Although evidence-based home visiting programs, such as Nurse-Family Partnership (NFP), can improve outcomes for families, enrolling in a home visiting program cannot prevent all adverse outcomes. While it's common for community members and teams to believe adverse outcomes shouldn't happen to home visiting clients; sadly, they may.
This document is designed to guide preparation, intervention, and evaluation strategies for Hvers before and after experiencing adverse outcomes aong the families and communities they serve.
Foundation
Background
The support of staff who have experienced a traumatic event with their client is an important part of the process in responding to adverse outcomes. While the death of any client is difficult, nn infant death can be an especially painful loss. The Report on Bereavement and Grief Research by the Center for the Advancement of Health says that “Many health care providers experience grief – sometimes profound grief – when a patient dies." (1, p. 550) Regardless of whether an infant death or other adverse outcome has occurred, grief can also impact other team members, not just the HVer involved with the impacted family.
Several key concepts about grief care emerge through interview-based research with nurses: (2)
- A nurse's grief can have a significant impact on their personal and professional life.
- Grief experience can be a medium for growth and transformation.
- Encouragement in the form of active and compassionate listening, particularly by understanding colleagues, is essential.
- Authentic, compassionate quality care helps relieve some pain of grief.
- Education and mentorship are needed to sustain nurses.

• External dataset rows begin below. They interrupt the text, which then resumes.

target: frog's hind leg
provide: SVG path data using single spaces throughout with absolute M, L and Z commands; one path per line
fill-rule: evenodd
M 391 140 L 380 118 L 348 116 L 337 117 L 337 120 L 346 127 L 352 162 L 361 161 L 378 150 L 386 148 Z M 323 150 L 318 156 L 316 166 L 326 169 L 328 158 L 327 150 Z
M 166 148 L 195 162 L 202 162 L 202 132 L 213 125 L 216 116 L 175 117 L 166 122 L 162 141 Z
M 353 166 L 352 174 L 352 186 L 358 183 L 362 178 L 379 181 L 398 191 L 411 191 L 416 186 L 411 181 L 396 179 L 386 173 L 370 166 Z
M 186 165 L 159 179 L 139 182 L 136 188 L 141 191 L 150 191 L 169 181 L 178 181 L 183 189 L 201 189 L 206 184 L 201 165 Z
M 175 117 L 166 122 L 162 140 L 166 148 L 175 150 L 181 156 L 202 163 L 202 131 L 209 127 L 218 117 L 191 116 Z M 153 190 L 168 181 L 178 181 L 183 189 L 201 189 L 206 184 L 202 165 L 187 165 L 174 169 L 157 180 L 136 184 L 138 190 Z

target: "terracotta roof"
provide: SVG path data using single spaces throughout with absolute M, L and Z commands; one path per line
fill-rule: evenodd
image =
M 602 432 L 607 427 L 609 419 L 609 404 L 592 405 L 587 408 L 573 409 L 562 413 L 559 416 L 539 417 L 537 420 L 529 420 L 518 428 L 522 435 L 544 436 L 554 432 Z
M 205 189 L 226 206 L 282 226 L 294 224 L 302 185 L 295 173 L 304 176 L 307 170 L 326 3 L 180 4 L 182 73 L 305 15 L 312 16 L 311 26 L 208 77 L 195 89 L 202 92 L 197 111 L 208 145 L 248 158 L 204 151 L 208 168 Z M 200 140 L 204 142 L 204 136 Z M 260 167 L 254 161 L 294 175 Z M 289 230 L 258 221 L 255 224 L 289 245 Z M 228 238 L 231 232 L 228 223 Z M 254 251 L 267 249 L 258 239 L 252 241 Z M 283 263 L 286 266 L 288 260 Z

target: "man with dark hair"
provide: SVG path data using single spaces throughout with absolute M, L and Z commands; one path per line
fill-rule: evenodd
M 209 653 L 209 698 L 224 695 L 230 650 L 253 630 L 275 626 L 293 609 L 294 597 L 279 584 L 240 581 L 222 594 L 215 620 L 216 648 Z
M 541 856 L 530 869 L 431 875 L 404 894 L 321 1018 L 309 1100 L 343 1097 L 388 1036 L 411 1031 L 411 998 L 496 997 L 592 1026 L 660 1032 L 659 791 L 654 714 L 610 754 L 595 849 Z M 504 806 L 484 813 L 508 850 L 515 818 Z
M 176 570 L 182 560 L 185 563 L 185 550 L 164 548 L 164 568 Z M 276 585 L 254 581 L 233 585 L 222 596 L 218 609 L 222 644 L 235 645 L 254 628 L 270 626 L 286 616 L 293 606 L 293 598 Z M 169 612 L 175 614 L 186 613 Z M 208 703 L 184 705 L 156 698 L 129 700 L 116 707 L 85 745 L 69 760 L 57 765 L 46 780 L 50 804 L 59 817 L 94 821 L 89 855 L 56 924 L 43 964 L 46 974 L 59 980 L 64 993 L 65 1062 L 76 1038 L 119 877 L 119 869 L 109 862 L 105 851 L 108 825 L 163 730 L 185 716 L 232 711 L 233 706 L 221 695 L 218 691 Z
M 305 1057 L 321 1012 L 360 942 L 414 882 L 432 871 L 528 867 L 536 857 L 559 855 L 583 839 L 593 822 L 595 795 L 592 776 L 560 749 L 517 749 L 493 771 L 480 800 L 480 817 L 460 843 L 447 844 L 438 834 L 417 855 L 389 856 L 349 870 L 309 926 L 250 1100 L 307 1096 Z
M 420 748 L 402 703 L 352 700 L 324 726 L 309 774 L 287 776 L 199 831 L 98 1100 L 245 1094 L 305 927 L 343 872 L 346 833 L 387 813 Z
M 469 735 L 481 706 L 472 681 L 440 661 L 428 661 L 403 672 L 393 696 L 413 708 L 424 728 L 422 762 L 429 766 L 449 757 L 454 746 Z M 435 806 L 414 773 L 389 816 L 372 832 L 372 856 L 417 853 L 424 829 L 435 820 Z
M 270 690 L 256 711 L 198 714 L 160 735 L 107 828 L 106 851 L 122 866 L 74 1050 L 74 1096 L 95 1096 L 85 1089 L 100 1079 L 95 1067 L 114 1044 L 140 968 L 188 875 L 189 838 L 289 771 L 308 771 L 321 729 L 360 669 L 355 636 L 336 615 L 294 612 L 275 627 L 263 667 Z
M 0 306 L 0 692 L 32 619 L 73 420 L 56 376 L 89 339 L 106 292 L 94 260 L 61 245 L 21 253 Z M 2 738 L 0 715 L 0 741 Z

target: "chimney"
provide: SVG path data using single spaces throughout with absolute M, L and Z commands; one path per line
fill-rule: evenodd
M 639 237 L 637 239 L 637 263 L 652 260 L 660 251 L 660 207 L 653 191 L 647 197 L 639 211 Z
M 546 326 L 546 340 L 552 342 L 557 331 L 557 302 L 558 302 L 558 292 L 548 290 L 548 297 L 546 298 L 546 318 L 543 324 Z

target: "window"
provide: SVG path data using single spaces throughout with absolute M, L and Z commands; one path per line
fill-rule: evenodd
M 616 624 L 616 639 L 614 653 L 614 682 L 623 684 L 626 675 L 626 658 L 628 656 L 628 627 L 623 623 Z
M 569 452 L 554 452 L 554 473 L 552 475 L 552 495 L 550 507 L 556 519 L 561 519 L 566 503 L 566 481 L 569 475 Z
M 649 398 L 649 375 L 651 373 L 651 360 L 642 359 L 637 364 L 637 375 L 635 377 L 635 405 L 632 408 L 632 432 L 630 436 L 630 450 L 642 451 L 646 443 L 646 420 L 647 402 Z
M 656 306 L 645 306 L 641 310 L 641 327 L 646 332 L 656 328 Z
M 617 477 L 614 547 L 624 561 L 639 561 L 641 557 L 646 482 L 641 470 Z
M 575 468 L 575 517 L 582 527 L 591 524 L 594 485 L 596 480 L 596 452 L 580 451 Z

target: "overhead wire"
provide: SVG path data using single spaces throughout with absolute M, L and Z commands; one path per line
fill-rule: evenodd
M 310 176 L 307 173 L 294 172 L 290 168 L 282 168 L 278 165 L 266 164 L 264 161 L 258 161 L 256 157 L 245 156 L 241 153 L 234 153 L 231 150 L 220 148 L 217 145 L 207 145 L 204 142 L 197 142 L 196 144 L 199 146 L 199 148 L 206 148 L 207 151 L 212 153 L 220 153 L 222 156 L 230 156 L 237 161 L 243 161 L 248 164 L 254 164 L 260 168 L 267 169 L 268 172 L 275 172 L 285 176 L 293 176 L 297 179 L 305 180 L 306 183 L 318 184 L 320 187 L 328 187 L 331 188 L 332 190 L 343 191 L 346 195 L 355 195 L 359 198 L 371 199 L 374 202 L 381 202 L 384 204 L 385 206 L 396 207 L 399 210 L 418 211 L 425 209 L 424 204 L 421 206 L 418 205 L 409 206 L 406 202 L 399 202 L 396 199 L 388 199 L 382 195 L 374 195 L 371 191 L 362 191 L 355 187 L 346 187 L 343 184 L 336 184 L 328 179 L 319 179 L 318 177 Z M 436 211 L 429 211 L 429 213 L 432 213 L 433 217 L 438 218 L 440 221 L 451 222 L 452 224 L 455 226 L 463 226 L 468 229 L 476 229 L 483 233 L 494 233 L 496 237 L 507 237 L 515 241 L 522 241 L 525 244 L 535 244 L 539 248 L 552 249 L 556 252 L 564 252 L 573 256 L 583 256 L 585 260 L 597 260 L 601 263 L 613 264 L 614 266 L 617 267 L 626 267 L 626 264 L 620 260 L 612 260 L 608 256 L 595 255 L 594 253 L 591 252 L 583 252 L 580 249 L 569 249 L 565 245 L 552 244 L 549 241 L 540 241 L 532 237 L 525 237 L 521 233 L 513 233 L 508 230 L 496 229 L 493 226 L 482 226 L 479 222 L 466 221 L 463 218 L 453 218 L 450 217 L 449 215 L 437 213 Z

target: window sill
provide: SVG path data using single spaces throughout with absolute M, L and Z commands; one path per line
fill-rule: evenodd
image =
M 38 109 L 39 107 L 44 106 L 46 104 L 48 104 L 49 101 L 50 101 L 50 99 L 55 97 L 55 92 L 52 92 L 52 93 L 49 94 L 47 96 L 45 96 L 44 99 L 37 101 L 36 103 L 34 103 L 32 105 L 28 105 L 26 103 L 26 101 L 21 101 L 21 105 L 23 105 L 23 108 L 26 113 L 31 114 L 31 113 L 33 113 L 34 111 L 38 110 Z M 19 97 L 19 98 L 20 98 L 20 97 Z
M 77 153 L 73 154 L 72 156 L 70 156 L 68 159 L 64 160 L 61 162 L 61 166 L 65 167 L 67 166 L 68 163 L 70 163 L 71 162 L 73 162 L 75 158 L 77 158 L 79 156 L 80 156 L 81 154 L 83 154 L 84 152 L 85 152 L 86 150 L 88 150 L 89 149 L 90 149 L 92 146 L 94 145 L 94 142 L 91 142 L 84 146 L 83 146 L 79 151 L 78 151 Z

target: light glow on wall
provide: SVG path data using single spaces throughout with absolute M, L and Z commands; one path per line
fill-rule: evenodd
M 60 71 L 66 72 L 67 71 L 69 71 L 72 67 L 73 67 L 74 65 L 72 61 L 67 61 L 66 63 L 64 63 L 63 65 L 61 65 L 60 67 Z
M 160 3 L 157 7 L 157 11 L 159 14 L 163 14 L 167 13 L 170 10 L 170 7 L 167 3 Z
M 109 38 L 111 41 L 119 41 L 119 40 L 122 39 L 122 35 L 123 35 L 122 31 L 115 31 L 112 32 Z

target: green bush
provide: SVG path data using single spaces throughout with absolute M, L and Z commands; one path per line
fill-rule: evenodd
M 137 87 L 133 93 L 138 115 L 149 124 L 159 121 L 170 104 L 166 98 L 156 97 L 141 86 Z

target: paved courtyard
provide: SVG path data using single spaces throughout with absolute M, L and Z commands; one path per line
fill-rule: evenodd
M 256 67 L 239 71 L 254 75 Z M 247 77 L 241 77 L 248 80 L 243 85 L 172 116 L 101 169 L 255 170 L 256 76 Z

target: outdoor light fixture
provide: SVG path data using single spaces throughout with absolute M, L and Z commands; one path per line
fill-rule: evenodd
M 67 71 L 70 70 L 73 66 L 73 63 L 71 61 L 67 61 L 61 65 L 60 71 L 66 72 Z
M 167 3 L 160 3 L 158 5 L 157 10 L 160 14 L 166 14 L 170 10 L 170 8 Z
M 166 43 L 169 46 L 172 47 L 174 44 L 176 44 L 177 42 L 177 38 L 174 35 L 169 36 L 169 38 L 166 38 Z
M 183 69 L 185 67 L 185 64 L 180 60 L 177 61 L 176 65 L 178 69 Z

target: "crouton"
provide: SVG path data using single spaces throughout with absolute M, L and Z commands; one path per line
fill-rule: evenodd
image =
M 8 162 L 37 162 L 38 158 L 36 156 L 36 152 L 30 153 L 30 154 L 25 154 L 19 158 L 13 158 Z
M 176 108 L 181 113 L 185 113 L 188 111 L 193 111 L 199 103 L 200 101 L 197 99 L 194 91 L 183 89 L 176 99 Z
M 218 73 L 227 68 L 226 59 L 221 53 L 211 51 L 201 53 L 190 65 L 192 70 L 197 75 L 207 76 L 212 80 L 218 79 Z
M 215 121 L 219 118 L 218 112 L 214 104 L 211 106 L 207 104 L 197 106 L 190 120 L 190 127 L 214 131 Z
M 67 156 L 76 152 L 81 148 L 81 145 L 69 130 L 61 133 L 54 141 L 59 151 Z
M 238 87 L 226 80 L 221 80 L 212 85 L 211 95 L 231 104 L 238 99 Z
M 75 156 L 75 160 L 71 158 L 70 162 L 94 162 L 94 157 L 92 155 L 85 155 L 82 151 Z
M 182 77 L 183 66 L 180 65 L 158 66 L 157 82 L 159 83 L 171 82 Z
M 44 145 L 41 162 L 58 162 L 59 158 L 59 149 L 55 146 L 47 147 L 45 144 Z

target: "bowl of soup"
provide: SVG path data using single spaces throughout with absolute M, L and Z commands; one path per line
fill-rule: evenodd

Likewise, several variables impact the level of distress HVers feel after a perinatal adverse outcome, including how their care was perceived at the time of the event, the involved staff's past personal and professional experiences with similar outcomes; the cumulative number of adverse outcomes experienced; the HVer's perception of support outside of work; when parents don't act as HVers expect; and working environment, particularly supervisor collaboration. (3,4)
A just-in-time brief content review to support bereavement interactions with families is available in Appendix A.